Note: this is one representation of floating point numbers. There are others. For example, the textbook moves the decimal point all the way to the left (rather than leaving one digit to the left of the decimal point). The IEEE standard floating point representation is another. As mentioned above, then, a bunch of bits by itself is meaningless -- you must indicate how they are to be interepreted.

Floating point representations have many problems that we won't be able to cover here, but I did want to warn you about. For example, you're familiar with how 1/3 has a repeating decimal representation as 0.333333.... Of course, we have a finite number of digits in a computer, so that's already a problem. A related problem is that even some numbers that have a small number of digits (in decimal) require an infinite number of bits; e.g. #d(0.1) = #b(0.00011000110001100011...). By truncating this to only a fixed number of bits, we've introduced some error. The error can show up if, for example, we start adding floating point numbers together.
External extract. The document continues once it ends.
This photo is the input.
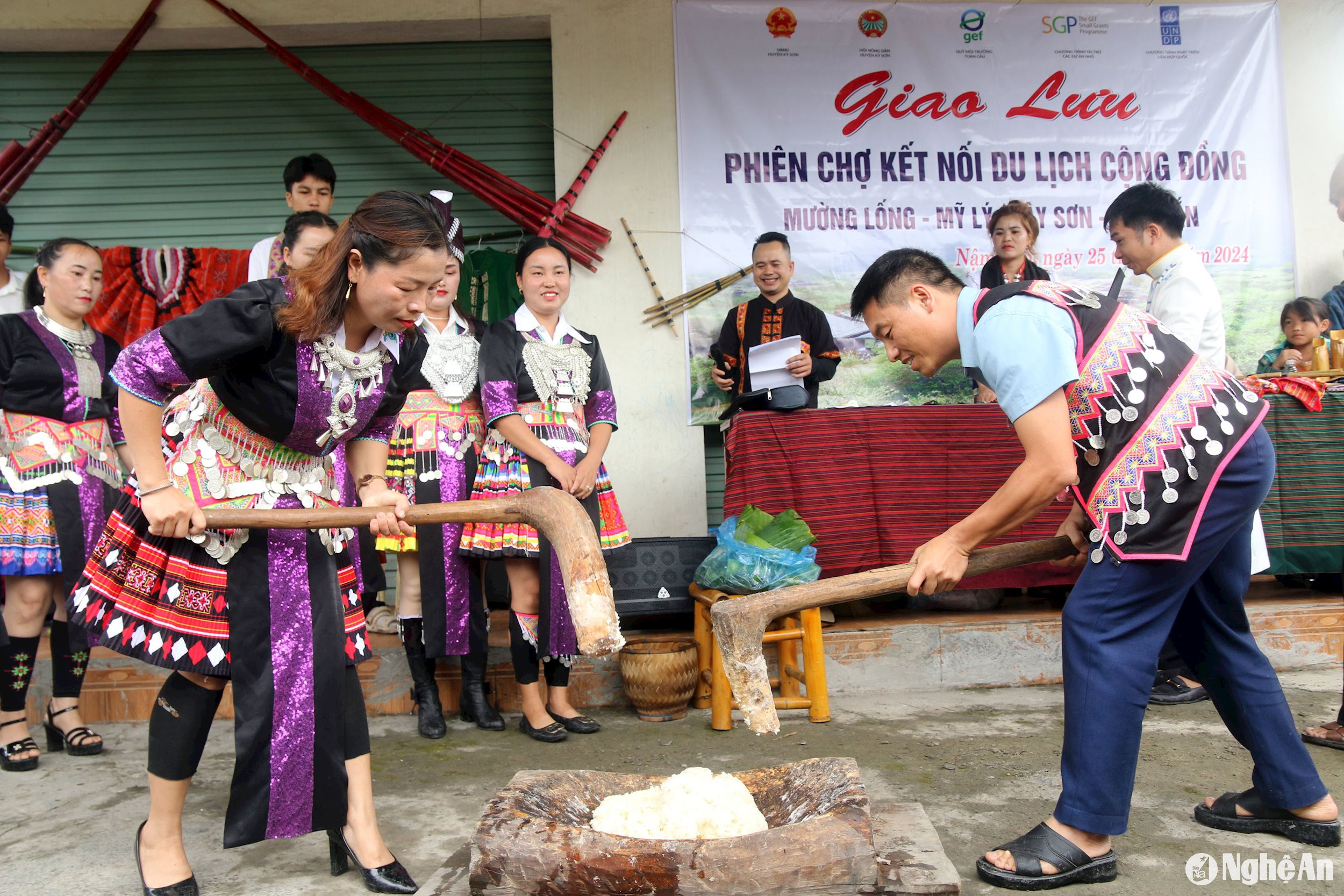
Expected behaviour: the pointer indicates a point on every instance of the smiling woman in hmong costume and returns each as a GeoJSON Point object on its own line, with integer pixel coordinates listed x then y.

Adding 0.1 to a running total 10 times might not yield exactly 1!

Representing Characters and Strings

Although numbers are a computer's primary concern, we also want computers to be able to understand letters, punctuation, etc. Rather than invent something new, we'll just assign each character a number, and the computer will use those numbers to represent the characters. The most common encoding in use today is the American Standard Code for Information Interchange (ASCII). In ASCII, each character is encoded as an 8-bit binary number. For instance:

binarydecimalcharacter
...
000010019(tab)
...
0010000032(space)
...
0011011046. (period)
...
00110000480 (zero)
00110001491 (one)
...
0100000165A (capital A)
0100001066B
0100001167C
...
0110000197a (lowercase a)
0110001098b
0110001199c
...

Treating characters as numbers internally has some big advantages. For example, if you want to compare two characters to see which one is "first" in dictionary order, you can just compare their ASCII values. The ASCII values were carefully chosen so that all the letters and digits are in the correct order; all the digits are before any of the letters, and all the capital letters are before the lower case letters.
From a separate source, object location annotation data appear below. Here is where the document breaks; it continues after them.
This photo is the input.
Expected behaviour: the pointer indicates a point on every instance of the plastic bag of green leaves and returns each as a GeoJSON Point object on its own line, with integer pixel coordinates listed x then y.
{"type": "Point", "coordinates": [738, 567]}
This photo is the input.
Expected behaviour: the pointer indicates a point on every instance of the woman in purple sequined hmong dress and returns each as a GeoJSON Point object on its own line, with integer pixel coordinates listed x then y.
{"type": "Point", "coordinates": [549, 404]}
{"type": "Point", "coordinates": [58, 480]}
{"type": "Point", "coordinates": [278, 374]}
Unfortunately, ASCII was designed without taking languages other than English into account. So, there are no ASCII encodings for accented characters, other alphabets like Greek and Cyrillic, or any of the non-alphabetic writing systems like Hanze/Kanji/Hangul, Hiragana and Katakana, Indic alphabets, etc. For this reason, a new encoding standard called "Unicode" has been developed to systematically encode every character used by every language spoken throughout the world (including some of the artificial ones!)

Unicode values are generally longer than 8 bits, but the principle behind Unicode is the same as ASCII: Each character is assigned a unique unsigned integer value, and those values are what the computer carries around in its memory.
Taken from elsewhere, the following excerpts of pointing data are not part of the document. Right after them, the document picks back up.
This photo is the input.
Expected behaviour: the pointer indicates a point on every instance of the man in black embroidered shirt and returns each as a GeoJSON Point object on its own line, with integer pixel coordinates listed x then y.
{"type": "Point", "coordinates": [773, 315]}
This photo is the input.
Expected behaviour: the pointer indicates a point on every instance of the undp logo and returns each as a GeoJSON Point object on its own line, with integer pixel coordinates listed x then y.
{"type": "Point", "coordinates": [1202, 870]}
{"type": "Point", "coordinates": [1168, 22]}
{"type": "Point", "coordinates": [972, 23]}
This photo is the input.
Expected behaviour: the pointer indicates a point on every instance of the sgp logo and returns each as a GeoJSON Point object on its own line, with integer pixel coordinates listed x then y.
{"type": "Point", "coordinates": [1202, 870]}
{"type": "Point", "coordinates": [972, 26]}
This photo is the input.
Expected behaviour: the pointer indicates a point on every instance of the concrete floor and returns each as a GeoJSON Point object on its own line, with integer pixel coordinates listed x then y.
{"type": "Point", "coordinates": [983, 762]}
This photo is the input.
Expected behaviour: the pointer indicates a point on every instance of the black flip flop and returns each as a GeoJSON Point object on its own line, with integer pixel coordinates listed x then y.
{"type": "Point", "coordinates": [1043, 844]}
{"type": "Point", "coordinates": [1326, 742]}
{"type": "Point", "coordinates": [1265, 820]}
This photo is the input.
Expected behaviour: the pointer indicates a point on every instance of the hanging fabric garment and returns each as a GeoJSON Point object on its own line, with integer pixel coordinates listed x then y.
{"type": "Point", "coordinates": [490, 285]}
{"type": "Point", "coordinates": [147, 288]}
A string can be encoded then as just a list of characters. To indicate how many characters there are, one can have a special character at the end, indicating that it is the end. Alternatively, one can start the string with a number that says how many characters are following.

Other Kinds of Data

Once you have the idea for encoding numbers, you can encode virtually anything you want in binary -- it simply becomes a matter of choosing a simple rule for how to convert back and forth between a binary representation and whatever conventional human representation you want to use. We saw how to encode a color by writing its red, green, and blue values as unsigned integers in some range. Then we can encode a picture by encoding the color of each of the dots (pixels) in the picture, as a grid. If the picture has m rows and n columns, you can write each row as n RGB values. Repeat that for each of the m rows, for a total of m * n RGB values. Since the image size can vary, we can write the dimensions of the image at the front as unsigned integers.